Такие же реакции у французов — участников II крестового похода, например несдержанность Людовика VII и его советников перед манерами византийских посланцев с витиеватым языком их речей: епископ Лангрский, «испытывая сострадание к королю и будучи больше не в силах выносить длинные фразы оратора и толмача, сказал им: „Братья мои, соблаговолите не говорить столь часто о славе, величии, мудрости и благочестии короля; он себя знает, и мы его знаем тоже; скажите ему быстрее и без обиняков, чего вы хотите“».
Оппозиция была также и в политических традициях. Люди Запада, для которых главной политической добродетелью была верность — искренняя, честная верность феодала, — считали лицемерием византийские методы, целиком пропитанные соображениями государственной пользы. «Ибо у них, — писал еще Одон Дейльский, французский хронист II крестового похода, — общепринято мнение, что никого нельзя упрекать в клятвопреступлении, если он это позволил себе ради интересов святой империи».
На ненависть латинян греки отвечали отвращением. Анна Комнина, дочь императора Алексея, которая видела участников I крестового похода, описывает их как грубых, хвастливых, надменных и коварных варваров.

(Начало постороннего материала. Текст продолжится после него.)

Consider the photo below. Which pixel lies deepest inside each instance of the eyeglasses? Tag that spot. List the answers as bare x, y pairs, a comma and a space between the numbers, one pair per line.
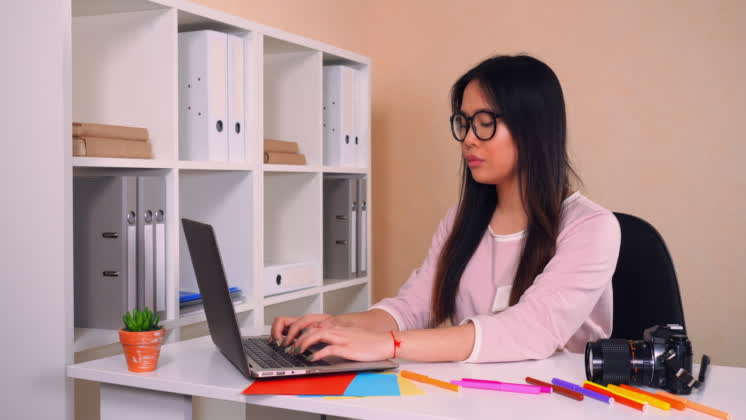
483, 123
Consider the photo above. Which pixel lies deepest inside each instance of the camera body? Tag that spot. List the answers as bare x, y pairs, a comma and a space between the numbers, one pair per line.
662, 359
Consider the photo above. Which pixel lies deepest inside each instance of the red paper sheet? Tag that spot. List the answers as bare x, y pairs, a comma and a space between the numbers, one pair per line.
335, 384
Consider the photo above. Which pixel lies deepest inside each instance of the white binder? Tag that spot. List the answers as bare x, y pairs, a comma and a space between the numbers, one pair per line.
339, 115
203, 103
236, 116
151, 205
362, 227
289, 277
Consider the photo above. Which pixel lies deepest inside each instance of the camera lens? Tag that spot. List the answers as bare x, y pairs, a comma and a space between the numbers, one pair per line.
618, 361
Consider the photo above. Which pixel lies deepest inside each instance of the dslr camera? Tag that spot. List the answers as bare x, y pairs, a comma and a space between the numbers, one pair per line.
662, 359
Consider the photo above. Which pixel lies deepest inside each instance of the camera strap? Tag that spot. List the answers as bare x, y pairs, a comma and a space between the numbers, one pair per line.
683, 376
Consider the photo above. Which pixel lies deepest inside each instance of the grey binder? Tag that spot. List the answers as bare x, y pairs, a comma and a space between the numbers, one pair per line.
340, 227
105, 249
151, 206
362, 227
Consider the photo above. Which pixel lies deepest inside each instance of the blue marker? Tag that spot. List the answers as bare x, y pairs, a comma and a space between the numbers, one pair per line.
587, 392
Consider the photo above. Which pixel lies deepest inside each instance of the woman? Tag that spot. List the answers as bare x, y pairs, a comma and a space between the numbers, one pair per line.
520, 268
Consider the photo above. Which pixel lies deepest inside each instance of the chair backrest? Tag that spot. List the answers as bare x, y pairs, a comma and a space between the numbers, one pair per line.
646, 291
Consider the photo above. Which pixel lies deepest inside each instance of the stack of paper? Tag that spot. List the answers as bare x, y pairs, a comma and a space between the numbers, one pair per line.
283, 152
188, 298
345, 385
101, 140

То были воины, а негоциантам-грекам война претила; они уклонялись от идеи священной войны и были, как и Анна Комнина, в ужасе от того, что люди церкви, епископы и священники, лично участвовали в сражениях. Как можно быть одновременно слугою Бога и «кровожадным человеком, который дышит смертоубийством»? Превыше всего византийцам внушала ужас алчность людей с Запада, «готовых продать за обол жену и детей».
Богатство Византии было, наконец, последним укором и первым предметом зависти латинян. Во времена первых крестовых походов изумление вдохновляло всех хронистов, которые проходили через Константинополь, на восхищенное описание. Для этих варваров, которые вели убогую жизнь в примитивных и жалких местечках (западные «города» насчитывали лишь несколько тысяч жителей, и городская цивилизация была там неизвестна), Константинополь с его, возможно, миллионным населением, монументами и лавками был откровением. Одон Дейльский показывает нам, как крестоносцы делали покупки или принимали греческих торговцев в своих палатках: «Таким образом, мы покупали рубаху меньше, чем за денье, а тридцать рубах за одно су без марки». В 1097 г. Фульхерий Шартрский в числе многих других таращил глаза: «Сколь благороден и прекрасен Константинополь! Сколько в нем монастырей и дворцов, построенных с изумительным искусством! Сколько удивительных изделий выставлено на его площадях и улицах! Было бы слишком долго и докучно говорить подробно об изобилии всевозможных богатств, о золоте, серебре, тысяче видов тканей, святых реликвиях, которые находятся в этом городе, куда во всякое время многочисленные корабли привозят все, что необходимо людям...»
Привлекали, среди всего прочего, реликвии. Робер де Клари перечисляет, что обнаружили крестоносцы в 1204 г., после того как захватили Константинополь, в одной лишь церкви Фаросской богоматери: «Мы нашли там две части подлинного Животворящего Креста толщиной с ногу и длиной в пол-аршина. Нашли там также наконечник копья, коим пронзили ребро Господа, и два гвоздя, коими были пробиты Его руки и ноги. И нашли там также хрустальный сосуд с Его кровью; и нашли также багряницу, которую сняли с Него, когда вели на Голгофу; и нашли там также благословенный венец из терна с острыми, как шило, шипами. Мы нашли там также одеяние Богородицы и главу монсеньера святого Иоанна Крестителя и столько других богатых реликвий, что я не смог бы их описать». Отменная добыча для благочестивых воров, которые будут хранить свои трофеи, и для жадных грабителей, которые их дорого продадут.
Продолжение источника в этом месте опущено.